What will be different about the MCAT in 2014-January 2015?

If you plan to take the MCAT in 2014 or in January 2015, the Writing Sample section will no longer be part of the exam. In its place, a voluntary, unscored trial section has been added starting in January 2013. The unscored questions on the Trial Section will test content that will be added to the MCAT in 2015. The Trial Section will consist of 32 questions and will be administered in a 45-minute time period after all three operational sections (Physical Sciences, Verbal Reasoning, and Biological Sciences) have been administered. Including the Trial Section, the 2013 and 2014 total testing time will be shorter than it was in 2012.

Examinees who volunteer to participate in the Trial Section and put forth a good faith effort will be compensated. The Trial Section will be administered under standard conditions for all examinees who volunteer to participate and scores will not be reported for this section.
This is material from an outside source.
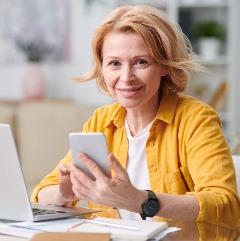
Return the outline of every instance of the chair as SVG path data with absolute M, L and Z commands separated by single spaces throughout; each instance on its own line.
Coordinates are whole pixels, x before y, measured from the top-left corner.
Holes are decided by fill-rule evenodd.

Please note that admissions officers will continue to receive Writing Sample section scores from exams taken in 2012 and prior.


MCAT Prep Details

  • You may sit for the MCAT exam if you are preparing to apply to a health professions school. These include the following types of schools: allopathic, osteopathic, podiatric, and veterinary medicine. MCAT scores should be released 30-35 days after your test date.
  • There is no defined waiting period between tests. However, you may take the MCAT exam a maximum of three times per year, and can only register for one session at a time. In addition, there is not a lifetime limit to the amount of times that a pre-medical student can take the MCAT examination.
  • The average composite MCAT score is a 24, or an 8 on each of the multiple choice sections. Note: To be a competitive applicant at a U.S. medical school, your goal should be to score a 10 or above on each section (and a 12 or higher if you are aiming for a top 10 medical school).